The Air Force Blues and the Army greens: you recognize our military by what they wear.

They don the uniform with pride and in the battle field, they wear it for safety.

Somebody keeps those clothes at their best, and at Robins, it's the folks in the Fabric Shop.

13WMAZ went Behind the Lines with the group that supports the war fighter with needles instead of nails.

For nine years, Rhodenia Talton couldn't prove it.

She said, "Lots of time, when I tell people I sew on Robins Air Force Base, they say sew what?"

Robins needs sewing machines and thread, like it needs drill bits and pliers.

Mountains of flight suits and tubs of patches are piled high in Talton's shop.

She said, "We use knives, scissors, needles, everything you think a home ec. teacher would be proud of."

The fabrics fly to war fronts. That includes the parachutes packed there with precision, in case of in-flight emergency ejections.

Jan Derico said, "I feel funny about telling people I'm a parachute packer. It just feels weird telling people that."

Derico, a veteran of the fabric shop, knows inspecting for tiny holes and broken lines saves lives.

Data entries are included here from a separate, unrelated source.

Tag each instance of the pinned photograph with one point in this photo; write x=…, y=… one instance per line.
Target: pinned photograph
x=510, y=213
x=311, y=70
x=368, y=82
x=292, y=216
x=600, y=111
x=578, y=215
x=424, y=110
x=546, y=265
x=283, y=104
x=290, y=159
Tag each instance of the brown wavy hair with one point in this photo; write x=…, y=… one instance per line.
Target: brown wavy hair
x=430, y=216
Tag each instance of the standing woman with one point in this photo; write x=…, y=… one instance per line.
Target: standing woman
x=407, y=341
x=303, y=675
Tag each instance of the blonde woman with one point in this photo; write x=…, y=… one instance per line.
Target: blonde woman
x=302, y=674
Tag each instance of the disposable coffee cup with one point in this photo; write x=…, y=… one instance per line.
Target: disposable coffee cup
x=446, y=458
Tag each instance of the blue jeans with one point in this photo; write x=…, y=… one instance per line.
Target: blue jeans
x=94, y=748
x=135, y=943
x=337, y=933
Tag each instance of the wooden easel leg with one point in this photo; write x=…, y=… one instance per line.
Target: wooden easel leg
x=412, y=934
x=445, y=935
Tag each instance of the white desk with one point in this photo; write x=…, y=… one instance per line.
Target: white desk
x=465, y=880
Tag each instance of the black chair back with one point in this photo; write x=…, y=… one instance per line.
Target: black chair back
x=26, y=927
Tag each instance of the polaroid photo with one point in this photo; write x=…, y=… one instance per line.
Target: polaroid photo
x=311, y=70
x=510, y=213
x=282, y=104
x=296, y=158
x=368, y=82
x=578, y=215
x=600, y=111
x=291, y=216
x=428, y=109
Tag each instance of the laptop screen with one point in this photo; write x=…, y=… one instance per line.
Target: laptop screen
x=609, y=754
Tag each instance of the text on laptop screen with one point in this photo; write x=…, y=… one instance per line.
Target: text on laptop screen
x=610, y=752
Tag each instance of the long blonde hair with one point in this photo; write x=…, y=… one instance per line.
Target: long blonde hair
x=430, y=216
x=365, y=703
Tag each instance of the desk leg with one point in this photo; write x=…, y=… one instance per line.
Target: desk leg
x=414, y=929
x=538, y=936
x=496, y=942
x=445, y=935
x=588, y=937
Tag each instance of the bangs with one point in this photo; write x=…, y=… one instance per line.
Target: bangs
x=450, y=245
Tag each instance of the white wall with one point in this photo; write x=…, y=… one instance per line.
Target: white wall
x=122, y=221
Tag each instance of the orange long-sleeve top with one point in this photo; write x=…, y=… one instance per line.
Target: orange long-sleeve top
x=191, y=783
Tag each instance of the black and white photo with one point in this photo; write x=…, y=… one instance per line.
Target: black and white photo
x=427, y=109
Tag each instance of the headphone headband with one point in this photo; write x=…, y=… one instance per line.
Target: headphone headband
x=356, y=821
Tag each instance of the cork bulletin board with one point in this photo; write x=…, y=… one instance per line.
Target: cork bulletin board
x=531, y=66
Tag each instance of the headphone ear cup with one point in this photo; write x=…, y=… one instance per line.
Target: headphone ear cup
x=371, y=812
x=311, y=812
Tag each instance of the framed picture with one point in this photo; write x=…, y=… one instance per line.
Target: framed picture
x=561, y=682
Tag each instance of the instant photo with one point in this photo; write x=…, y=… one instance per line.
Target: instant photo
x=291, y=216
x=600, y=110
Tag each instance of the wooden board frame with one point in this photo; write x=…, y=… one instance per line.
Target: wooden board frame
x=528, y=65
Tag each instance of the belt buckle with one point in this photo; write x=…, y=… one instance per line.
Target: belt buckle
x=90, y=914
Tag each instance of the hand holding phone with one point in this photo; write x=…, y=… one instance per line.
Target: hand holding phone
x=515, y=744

Derico and her team do the work alongside members of the 339th.

Forty foot tables allow them to stretch, twist and corral 10 pounds of stuff into five pounds of bag. That includes a locator beacon. Sara Glass of the 339th called the beacon the "black box" of parachutes.

Glass said, "If the user jumps out of the airplane with this, the beacon will locate where the person is."

The signals last 12 hours, long enough to find a missing airmen, possibly floating on a life raft.

For Talton, personalization is the best part. She stitches last minute fixes before airmen deploy, and takes pride in each thread.

She said, "You find yourself looking at soldiers on TV and you're like, his ranks on crooked."

She's dressed two-star generals and repaired the mistakes of newly enlisted airmen. They sometimes attempt to sew for themselves.

Talton said, "It hurts your heart sometimes. You're like poor baby. We'll get it. Don't worry. They try so hard, some of these little airmen."

They usually work on about 40 flight suits a day in the shop. It gets extra busy when a large group of Robins airmen are about to deploy.

Packing the parachutes is no easy task. It takes months to learn how do it properly, and packing just one, can take 12 hours of work.